Cependant, les travailleur.se.s résistent également à l’offensive des employeurs. En Norvège, les travailleurs de la sécurité sont également confrontés à une bataille difficile. Au moment de la rédaction du présent article, les travailleurs norvégiens du secteur de la sécurité, organisés au sein de l’Union générale des travailleurs norvégiens (NAF), sont en grève depuis plus de huit semaines. Des grèves aussi longues sont assez inhabituelles en Norvège, mais les travailleurs ont été obligés d’agir ainsi car les employeurs veulent que les travailleurs repartent les mains vides. Comme la convention collective du secteur de la sécurité sert de référence pour les secteurs des services privés, ces travailleurs ne luttent pas seulement pour leur propre subsistance, mais aussi pour les travailleurs d’autres secteurs.
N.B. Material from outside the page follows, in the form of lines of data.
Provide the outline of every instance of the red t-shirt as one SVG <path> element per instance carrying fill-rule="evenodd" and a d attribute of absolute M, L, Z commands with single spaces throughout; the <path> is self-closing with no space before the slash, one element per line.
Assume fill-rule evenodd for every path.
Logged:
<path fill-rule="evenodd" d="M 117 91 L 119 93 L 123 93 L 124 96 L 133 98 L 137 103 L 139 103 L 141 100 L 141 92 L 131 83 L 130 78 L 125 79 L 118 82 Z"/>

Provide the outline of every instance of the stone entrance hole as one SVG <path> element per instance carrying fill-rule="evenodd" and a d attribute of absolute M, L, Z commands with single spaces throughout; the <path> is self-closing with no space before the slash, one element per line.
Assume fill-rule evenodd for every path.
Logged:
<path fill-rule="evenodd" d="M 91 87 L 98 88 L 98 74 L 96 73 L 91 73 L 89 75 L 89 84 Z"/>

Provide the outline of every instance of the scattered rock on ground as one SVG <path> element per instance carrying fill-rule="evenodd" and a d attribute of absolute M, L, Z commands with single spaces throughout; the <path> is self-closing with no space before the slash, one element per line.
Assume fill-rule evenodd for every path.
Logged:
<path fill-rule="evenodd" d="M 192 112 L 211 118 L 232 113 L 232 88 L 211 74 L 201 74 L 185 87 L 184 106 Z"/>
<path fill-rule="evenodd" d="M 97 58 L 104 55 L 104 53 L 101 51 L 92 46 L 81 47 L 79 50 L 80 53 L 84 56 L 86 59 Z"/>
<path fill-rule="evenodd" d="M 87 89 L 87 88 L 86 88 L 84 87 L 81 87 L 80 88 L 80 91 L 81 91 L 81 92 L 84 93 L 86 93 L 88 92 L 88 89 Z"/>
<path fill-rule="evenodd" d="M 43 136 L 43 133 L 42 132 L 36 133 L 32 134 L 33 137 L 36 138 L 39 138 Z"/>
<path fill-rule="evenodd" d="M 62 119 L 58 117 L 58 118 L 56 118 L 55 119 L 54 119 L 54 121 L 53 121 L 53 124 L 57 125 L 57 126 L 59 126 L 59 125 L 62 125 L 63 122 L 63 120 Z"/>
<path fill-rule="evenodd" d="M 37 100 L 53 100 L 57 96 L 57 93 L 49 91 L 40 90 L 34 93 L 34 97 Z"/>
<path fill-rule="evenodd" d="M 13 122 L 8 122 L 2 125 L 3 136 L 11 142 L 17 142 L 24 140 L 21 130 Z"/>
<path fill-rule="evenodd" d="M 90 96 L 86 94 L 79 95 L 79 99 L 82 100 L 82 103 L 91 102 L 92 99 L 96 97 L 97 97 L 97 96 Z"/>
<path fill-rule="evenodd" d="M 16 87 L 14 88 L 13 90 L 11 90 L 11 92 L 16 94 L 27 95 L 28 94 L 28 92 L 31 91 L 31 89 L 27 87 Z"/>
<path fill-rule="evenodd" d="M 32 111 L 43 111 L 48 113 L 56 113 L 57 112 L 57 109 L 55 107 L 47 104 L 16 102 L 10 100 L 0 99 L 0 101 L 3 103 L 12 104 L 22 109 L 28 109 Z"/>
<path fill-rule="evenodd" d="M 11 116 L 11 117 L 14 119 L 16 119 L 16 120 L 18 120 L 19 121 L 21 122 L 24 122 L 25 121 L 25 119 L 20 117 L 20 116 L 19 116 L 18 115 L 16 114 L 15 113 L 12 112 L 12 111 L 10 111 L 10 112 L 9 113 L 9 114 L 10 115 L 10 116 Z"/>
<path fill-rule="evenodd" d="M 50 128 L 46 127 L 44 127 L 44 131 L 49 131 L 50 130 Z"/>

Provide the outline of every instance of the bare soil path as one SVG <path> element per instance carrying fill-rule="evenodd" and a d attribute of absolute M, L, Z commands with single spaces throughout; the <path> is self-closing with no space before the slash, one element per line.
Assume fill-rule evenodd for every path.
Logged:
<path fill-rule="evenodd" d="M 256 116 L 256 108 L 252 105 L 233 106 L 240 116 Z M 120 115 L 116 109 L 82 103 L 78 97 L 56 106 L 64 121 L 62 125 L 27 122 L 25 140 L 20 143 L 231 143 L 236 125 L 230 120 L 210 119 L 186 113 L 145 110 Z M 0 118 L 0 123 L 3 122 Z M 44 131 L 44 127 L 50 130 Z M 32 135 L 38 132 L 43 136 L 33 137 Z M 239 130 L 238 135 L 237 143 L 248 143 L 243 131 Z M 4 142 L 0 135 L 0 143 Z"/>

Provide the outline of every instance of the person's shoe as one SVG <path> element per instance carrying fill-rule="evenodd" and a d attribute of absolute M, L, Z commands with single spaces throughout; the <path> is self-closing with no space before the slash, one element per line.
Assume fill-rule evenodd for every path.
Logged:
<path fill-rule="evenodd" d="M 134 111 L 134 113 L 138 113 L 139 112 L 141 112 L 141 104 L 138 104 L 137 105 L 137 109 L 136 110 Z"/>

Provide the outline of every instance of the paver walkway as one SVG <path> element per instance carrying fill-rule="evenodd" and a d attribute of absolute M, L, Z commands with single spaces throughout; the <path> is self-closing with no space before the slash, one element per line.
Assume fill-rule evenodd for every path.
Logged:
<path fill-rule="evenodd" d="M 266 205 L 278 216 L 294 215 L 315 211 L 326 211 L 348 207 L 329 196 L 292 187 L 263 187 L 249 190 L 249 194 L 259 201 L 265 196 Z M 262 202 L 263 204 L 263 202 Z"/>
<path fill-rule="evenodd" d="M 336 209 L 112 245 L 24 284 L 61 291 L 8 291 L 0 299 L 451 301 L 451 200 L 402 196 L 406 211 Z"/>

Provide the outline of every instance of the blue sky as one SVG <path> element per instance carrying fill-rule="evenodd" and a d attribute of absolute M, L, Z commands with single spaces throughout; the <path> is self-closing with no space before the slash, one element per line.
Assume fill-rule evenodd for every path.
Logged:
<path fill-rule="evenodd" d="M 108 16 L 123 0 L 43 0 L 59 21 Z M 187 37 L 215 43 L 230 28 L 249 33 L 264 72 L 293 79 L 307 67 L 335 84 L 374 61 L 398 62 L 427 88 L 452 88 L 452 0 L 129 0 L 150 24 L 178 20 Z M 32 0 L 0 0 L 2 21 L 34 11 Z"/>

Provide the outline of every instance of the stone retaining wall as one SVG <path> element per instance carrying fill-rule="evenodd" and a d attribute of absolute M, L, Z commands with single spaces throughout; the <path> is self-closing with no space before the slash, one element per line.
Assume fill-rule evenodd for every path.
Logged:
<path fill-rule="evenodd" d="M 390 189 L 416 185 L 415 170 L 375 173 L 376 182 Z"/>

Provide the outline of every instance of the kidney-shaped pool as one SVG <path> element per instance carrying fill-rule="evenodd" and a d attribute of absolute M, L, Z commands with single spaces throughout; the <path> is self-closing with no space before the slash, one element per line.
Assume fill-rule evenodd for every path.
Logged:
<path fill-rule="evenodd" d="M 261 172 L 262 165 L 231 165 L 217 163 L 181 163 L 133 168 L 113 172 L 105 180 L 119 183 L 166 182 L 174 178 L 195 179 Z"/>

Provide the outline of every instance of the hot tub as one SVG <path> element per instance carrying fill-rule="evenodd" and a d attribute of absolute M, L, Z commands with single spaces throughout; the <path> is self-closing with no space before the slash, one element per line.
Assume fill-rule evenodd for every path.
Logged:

Lors de la première vague de la pandémie, les citoyen.nes ont applaudi le personnel médical et de santé. Après des années d’austérité et de coupes budgétaires dans le secteur de la santé, les médecins, les infirmières et les professionnels de la santé en première ligne de la crise de santé publique ont enfin reçu les applaudissements du public. En Grande-Bretagne, le gouvernement conservateur a prévu des augmentations de salaire pour le personnel du Service national de santé (NHS). Ici, des syndicats tels que le GMB réclament une augmentation de 15 % des salaires des professionnels de la santé[4].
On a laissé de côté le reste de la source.